Amnesty International accuses Manchester City owners of 'sportswashing' their country's image

Amnesty International have previously been critical of the Manchester City owners' human rights record

Jack Watson
Saturday 10 November 2018 17:44 GMT
Manchester City 2018/19 Premier League profile

Amnesty International has accused Manchester City’s owners of trying to “sportswash” their country’s “deeply tarnished image” by financing the success of the Premier League side.

The Premier League holders are owned by Sheikh Mansour, a member of the Abu Dhabi royal family and deputy president of the United Arab Emirates. German publication Der Spiegel has published a series of allegations based on the whistle-blowing Football Leaks series, many of which involve Manchester City. They were named as seven one of seven sides to alleged to be planning a breakaway European super league, and their financial conduct has been questioned.

Der Spiegel allege that City have been trying to ease around Uefa’s Financial Fair Play rules by inflating sponsorship deals and hiding contracts. Arabtec, the largest construction company in the United Arab Emirates, was one of the sponsorship deals mentioned, but the firm is no longer listed as one of City’s regional partners.

Manchester City are accused of avoiding Uefa’s Financial Fair Play rules (Getty)

Arabtec has repeatedly been criticised by Amnesty International for the way it treats migrant workers, and Der Spiegel claims that City ignored concerns raised by its own public relations experts ahead of signing a three-year regional sponsorship agreement in 2014, worth £7m a year.
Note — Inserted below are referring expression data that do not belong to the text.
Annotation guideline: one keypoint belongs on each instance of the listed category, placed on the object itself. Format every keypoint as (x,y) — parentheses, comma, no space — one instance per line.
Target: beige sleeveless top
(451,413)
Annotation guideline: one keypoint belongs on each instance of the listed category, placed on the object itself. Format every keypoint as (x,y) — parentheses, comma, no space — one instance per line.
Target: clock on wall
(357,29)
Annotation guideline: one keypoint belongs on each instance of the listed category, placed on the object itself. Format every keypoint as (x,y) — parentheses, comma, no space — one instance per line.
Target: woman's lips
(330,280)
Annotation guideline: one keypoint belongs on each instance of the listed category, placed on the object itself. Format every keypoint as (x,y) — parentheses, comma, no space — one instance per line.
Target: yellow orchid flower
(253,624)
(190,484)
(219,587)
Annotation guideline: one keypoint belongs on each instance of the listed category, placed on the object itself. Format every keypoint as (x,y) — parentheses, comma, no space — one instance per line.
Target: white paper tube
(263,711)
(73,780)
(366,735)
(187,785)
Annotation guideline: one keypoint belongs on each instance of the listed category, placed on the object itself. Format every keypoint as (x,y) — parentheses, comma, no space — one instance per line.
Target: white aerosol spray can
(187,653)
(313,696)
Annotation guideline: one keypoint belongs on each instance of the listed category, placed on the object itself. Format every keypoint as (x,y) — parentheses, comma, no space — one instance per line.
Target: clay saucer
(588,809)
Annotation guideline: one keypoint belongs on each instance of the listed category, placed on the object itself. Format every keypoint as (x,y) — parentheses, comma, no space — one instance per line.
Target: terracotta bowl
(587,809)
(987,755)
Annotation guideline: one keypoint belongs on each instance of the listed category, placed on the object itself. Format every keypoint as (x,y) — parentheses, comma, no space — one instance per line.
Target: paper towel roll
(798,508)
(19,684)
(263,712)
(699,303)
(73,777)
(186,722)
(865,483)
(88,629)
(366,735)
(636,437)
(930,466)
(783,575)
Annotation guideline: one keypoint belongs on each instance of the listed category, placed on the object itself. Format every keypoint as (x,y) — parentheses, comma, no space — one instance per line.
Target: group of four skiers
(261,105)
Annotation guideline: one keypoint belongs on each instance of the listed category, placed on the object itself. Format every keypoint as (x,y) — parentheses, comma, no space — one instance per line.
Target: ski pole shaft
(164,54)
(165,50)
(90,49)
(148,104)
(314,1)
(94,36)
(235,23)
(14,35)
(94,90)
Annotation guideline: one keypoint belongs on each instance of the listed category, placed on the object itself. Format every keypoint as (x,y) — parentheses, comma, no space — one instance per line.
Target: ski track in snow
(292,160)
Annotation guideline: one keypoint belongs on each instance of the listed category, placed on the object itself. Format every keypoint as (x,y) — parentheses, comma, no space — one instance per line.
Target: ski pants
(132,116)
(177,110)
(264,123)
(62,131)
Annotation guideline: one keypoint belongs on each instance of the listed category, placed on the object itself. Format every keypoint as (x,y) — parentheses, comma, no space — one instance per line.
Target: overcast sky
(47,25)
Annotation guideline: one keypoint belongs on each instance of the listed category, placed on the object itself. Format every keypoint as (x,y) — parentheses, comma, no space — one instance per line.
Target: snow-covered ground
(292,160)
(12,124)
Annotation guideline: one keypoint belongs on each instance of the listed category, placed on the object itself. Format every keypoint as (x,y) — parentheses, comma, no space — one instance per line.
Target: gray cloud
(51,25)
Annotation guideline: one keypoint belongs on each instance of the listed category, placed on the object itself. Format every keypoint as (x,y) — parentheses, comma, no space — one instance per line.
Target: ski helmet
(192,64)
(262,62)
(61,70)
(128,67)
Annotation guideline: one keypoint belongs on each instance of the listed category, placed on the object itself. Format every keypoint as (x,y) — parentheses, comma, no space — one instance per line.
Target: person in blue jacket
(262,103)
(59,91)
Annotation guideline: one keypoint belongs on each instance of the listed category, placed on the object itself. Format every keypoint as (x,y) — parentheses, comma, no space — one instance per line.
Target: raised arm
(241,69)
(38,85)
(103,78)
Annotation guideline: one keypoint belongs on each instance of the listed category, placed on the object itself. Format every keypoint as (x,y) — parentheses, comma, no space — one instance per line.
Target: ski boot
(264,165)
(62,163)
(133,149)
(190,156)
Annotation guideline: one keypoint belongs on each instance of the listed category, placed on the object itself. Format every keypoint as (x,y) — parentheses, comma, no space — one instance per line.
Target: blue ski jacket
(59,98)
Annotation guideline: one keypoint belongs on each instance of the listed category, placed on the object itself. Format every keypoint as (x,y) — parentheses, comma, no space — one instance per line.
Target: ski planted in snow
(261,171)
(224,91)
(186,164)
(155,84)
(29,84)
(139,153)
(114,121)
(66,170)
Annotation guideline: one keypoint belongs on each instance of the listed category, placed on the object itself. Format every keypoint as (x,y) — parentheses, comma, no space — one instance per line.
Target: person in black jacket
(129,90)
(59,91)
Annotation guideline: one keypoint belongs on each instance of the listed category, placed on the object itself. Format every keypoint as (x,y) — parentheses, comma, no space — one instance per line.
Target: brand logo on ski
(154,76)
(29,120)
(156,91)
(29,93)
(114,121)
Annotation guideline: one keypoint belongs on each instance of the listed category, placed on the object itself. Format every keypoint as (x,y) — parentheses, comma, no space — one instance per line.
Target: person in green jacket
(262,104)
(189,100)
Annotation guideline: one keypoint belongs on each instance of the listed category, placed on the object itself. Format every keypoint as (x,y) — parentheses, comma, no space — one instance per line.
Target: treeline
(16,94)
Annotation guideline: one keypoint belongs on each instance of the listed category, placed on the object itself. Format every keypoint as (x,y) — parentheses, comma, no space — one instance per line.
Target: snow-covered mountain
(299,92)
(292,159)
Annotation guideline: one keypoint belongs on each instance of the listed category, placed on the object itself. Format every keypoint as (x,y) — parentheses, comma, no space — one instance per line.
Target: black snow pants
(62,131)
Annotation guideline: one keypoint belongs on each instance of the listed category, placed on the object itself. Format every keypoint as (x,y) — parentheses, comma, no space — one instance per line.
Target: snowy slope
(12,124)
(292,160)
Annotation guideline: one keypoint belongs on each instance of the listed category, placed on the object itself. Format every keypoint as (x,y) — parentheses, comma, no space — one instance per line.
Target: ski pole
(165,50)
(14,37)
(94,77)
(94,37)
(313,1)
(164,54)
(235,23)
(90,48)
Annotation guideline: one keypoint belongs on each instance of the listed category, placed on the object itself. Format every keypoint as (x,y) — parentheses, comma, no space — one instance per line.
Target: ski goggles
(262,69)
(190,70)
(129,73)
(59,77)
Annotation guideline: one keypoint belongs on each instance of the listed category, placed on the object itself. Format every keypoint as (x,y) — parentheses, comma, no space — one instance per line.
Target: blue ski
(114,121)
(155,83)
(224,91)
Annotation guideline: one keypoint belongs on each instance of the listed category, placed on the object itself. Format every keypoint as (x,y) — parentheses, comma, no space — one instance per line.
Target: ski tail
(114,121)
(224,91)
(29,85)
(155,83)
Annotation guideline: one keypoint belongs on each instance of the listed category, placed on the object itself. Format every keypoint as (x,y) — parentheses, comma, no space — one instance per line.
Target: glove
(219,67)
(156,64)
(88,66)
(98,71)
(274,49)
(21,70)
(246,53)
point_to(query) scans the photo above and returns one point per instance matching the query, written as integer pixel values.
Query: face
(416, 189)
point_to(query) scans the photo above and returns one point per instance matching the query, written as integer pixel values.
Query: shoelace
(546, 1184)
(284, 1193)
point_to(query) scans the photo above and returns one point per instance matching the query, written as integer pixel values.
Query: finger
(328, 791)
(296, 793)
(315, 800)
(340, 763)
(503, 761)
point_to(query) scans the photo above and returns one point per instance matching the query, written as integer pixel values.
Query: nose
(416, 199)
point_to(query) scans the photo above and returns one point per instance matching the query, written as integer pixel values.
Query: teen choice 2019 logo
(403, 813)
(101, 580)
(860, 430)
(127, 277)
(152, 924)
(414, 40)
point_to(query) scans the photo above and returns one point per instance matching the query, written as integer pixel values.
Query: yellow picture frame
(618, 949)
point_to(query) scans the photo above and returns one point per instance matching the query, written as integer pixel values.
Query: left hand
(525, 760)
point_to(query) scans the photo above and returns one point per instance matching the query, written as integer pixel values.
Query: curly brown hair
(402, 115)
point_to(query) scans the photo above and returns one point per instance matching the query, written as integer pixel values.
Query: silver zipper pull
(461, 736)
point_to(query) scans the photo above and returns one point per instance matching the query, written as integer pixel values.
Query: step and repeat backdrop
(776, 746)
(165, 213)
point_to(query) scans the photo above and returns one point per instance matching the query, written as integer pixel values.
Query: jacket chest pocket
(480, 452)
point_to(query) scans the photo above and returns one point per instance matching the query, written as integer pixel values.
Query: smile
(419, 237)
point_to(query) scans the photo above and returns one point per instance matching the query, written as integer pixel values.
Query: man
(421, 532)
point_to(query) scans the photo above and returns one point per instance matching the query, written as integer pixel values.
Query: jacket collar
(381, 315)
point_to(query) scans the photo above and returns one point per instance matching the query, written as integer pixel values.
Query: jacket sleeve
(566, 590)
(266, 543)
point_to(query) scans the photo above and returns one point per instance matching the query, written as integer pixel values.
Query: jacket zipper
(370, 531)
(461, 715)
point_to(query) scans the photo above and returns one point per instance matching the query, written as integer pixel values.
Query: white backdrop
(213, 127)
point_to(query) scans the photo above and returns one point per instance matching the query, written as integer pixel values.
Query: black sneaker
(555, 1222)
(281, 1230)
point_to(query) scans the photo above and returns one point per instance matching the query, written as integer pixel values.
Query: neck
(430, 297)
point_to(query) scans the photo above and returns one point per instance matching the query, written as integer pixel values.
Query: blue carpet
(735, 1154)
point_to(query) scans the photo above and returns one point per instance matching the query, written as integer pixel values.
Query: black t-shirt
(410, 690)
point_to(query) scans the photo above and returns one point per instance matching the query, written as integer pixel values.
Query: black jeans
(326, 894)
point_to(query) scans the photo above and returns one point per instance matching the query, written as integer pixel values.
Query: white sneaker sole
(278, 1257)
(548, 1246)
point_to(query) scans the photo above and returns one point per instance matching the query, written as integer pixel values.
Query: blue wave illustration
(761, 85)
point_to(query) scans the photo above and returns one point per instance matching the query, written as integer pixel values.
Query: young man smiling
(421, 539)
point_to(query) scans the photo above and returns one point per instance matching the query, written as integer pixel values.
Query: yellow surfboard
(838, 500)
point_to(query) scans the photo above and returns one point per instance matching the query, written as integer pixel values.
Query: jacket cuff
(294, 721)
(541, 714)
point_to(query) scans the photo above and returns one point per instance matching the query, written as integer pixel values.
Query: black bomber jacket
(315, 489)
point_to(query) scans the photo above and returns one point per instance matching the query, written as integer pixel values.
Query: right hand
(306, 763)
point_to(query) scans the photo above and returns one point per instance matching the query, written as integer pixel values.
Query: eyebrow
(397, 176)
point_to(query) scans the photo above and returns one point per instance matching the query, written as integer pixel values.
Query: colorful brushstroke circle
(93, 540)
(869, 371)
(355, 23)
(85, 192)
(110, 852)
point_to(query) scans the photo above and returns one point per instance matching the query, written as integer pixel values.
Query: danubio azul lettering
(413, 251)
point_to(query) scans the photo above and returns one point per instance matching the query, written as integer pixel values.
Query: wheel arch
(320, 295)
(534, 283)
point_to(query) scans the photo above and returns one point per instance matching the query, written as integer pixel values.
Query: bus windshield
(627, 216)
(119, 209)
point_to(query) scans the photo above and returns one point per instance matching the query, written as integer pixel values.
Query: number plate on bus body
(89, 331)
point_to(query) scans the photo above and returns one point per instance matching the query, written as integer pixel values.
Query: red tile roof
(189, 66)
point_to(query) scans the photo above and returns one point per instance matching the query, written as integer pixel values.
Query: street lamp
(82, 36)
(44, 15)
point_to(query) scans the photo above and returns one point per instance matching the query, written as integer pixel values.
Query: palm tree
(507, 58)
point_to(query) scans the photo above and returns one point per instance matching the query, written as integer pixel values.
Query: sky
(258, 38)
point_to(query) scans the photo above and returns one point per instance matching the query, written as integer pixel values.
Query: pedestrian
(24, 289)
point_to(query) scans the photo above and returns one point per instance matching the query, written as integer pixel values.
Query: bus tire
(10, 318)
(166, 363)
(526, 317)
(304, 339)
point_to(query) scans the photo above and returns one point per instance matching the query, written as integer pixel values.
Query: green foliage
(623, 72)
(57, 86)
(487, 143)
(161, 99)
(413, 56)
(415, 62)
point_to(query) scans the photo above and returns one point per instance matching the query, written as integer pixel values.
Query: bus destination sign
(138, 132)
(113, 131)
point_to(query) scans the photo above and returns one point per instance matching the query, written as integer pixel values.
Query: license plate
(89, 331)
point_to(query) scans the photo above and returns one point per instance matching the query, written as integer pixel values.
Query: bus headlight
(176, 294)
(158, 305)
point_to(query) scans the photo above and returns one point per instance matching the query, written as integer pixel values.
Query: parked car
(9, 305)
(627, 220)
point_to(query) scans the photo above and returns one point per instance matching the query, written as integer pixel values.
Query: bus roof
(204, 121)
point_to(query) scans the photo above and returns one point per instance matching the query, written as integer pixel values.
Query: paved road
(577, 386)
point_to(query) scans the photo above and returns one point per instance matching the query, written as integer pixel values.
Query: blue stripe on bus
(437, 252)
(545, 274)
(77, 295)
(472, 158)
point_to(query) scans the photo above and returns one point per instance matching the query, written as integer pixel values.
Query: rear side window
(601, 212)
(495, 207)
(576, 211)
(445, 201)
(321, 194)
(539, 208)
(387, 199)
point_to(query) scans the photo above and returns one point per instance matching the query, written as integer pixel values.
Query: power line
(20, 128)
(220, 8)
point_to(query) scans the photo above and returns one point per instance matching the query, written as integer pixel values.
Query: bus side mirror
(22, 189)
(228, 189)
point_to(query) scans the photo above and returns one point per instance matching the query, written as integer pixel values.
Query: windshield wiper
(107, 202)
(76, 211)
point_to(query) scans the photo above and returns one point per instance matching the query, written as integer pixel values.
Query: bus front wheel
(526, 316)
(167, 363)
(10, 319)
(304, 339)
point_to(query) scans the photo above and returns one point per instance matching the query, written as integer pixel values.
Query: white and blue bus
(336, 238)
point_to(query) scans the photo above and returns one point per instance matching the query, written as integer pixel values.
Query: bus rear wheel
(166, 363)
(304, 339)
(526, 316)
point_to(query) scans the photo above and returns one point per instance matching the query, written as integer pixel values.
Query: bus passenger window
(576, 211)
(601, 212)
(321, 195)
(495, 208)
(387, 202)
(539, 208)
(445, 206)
“The UAE’s enormous investment in Manchester City is one of football’s most brazen attempts to ‘sportswash’ a country’s deeply tarnished image through the glamour of the game,” Amnesty International’s Gulf researcher Devin Kenney said.

“As a growing number of Manchester City fans will be aware, the success of the club has involved a close relationship with a country that relies on exploited migrant labour and locks up peaceful critics and human rights defenders.”

City have refused to comment on the allegations but said the reports are based on “hacked and stolen” material as part of a “clear and organised” attempt to tarnish the club.

Human Rights Watch and Amnesty International previously wrote to two senior figures in the Manchester council after being made aware of the council’s business links to the Abu Dhabi government. They asked them to ensure the commercial relationship did not “besmirch the city’s reputation” and urged them to support “victims of serious human rights violations.”

The City manager ,Pep Guardiola, said that he trusts his City’s conduct. “The club has made a statement on Friday about what happened, stolen emails. Of course I trust the club, what they have done,” he said.

“Of course we want to follow the rules. Uefa, Fifa and the Premier League, they do what they have to do. Believe me, I’m completely honest, I don’t know what happened, I’m a manager, focused on the pitch, the locker room.

“I am a manager. I’m completely out of how we handle this situation. I’m part of the club, I support the club. We want to do what we have to do in terms of the rules.”